Crane asked DB, "What is the status of the Variable NAV Fund? When will it go live? Will adhere to the new 2a-7 rules? Benevento responded, "If you look at that Variable NAV fund that Deutsche had registered, it is an important segment of the market for customers who want to know all points in time the transparency of what their securities are worth and don't want the wrapper to get in the way of access to that cash. So we believe this is an important part of the future of the money market industry. If you think about it, that doesn't take away the strength or importance of any $1.00 NAV fund in the market." He added, "[T]here are plenty of changes coming and our thought was to hold off on issuing this new product to the market until the appropriate time.... It's important to get this information. We expect vNAV will compliment the stable NAV products and we want to be sure that our customers know the full landscape the money market fund industry will operate within."

Benevento continued, "We do plan to launch at the end of this year or in the 4th quarter. As of now, we think it's important to have consistency of guidelines, meaning that 'money market fund' means a defined universe of securities and a set of rules for duration. It's important to get customers used to the things they know and the buying community interesting in understanding the volatility of those assets within that acceptable universe. It's also very important to look at supplementing this product in the future and having VNAVs that are slightly longer than the old 2a-7."

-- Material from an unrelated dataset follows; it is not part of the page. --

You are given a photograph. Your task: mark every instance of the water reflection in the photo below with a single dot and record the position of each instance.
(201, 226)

He also said, "It's important to see that the regulatory framework, both Basel III and Dodd-Frank, all push funding levels out longer than 30 days. That is directly against what 2a-7 as amended requires for funds. So at some point in time, the market will be issuing longer funding, and I think it's important for market participants start thinking about issuing products that get customers comfortable ... [with] products slightly outside of money market fund range without seeing the mistakes that were made in the enhanced cash market.... I think it is very important that the industry get together and look at products that are just outside of a stable money fund that get customers comfortable on a defined investment universe."

Another question asked about the outlook for municipal money funds. Benevento responded, "This is clearly a market that is undergoing some change. There are fair amount of municipalities that have been responsible throughout this crisis.... There clearly are differences in the credit issued out there in the municipal market.... If you think about an overwhelming majority of the municipal money market, it depends on bank liquidity and bank letters of credit. If those banks liquidities need to be 100% funded dollar for dollar, and funded in very high quality securities to backstop these liquidity facilities, it will be a difficult or expensive venture to offer bank liquidity on these municipal securities. Clearly, we see the VRDO market shrinking, or in certain cases new products emerging from that market, whether it be 30 day puts, or moving to more issuer-generated maturities."

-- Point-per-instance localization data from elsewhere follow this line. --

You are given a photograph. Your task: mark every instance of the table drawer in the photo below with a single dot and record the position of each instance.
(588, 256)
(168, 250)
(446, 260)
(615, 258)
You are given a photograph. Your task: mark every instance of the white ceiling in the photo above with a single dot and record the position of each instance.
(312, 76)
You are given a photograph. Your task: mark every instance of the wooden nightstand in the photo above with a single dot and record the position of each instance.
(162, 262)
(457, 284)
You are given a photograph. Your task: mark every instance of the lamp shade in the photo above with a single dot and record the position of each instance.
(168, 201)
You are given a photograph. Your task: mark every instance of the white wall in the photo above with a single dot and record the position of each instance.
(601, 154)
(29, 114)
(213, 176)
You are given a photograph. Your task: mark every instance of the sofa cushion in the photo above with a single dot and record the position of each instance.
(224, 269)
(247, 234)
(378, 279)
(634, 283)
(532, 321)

Finally, Benevento was asked, "Will ABCP become irrelevant due to the new Basel III regulations? He responded, "What is interesting about the ABCP market is that it's had its death warrant issued many times over. This market is resilient. I think we will see changes in that market. I think there is a need for funding by ABCP customers and putting it through the banking system will make that funding very expensive. So there is clearly some innovation that needs to go on. One hundred percent liquidity backed deals will be expensive and will need to prove the profitability side of that equation.... [T]his ultimately becomes a higher cost of funding for some of those companies using ABCP.... So we definitely see the size of that market shrinking. The issuers and the issues that remain outstanding are the cleanest of the clean going through the crisis and have [been] whittled down to very solid programs and in many cases programs that are fully backed by those banks.... [But] for the time being we do see a slow decline in issuance and we are definitely starting to see a fair amount of innovation being put to that market."